Stephen King's official website describes the story, "Barton Dawes’ unremarkable but comfortable existence suddenly takes a turn for the worst. Highway construction puts him out of work and simultaneously forces him out of his home. Dawes isn’t the sort of man who will take an insult of this magnitude lying down. His single-minded determination to fight the inevitable course of progress drives his wife and friends away while he tries to face down the uncaring bureaucracy that has destroyed his once comfortable life."

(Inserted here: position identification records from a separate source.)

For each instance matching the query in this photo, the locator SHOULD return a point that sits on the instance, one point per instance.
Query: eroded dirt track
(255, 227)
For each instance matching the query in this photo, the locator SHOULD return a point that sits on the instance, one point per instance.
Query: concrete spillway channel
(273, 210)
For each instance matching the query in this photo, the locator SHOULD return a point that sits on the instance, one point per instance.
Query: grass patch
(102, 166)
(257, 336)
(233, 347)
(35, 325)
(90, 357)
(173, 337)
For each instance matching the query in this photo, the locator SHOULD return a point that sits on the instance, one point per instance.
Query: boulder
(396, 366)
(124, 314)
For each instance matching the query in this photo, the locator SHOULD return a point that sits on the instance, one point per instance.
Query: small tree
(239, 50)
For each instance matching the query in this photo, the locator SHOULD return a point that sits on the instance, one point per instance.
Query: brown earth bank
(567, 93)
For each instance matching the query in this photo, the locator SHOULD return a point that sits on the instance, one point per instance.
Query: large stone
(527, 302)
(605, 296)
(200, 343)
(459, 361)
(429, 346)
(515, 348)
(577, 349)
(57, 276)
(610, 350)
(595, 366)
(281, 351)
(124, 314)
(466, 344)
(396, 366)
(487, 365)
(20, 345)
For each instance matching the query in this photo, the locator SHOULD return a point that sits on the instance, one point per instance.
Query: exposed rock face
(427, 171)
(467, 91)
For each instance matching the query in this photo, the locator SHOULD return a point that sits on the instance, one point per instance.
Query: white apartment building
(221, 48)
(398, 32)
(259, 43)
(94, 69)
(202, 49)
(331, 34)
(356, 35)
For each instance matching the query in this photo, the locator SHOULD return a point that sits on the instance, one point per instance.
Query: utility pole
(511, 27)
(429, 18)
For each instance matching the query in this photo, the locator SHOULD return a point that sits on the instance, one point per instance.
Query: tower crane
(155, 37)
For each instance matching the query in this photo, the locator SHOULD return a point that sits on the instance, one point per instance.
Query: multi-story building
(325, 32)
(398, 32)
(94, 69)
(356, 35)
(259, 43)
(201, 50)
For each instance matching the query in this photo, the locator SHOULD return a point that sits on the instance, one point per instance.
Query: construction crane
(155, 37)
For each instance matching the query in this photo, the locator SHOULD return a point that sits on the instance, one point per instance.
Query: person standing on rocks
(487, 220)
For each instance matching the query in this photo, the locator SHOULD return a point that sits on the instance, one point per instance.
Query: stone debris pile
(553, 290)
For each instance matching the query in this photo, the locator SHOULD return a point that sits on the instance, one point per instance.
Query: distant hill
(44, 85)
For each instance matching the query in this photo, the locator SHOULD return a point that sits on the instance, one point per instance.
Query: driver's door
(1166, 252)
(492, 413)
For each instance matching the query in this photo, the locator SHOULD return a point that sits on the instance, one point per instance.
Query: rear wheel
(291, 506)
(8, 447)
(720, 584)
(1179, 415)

King's first three novels, Carrie, Salem's Lot, and The Shining, were all successes and were all relatively straightforward horror stories. With publishers and King himself not wanting to saturate the market, the author created the Bachman pseudonym to not only allow him to keep releasing material, but to alter the expectations of the reader, as King's name was so synonymous with horror.
Richard Bachman released Rage, The Long Walk, Roadwork, The Running Man, and Thinner. After keeping up with the ruse for eight years, King's secret was exposed in 1985, at the time he was writing Misery, which was intended to be another Bachman book. With King's 1989 book The Dark Half, he used the inspiration of an author who felt conflicted between his own identity and his pen name as the subject of the novel.
The Running Man was loosely adapted into a film in 1987 starring Arnold Schwarzenegger, while Thinner earned a feature-film adaptation in 1996. The Long Walk is set to get an adaptation by Scary Stories to Tell in the Dark director Andre Ovredal.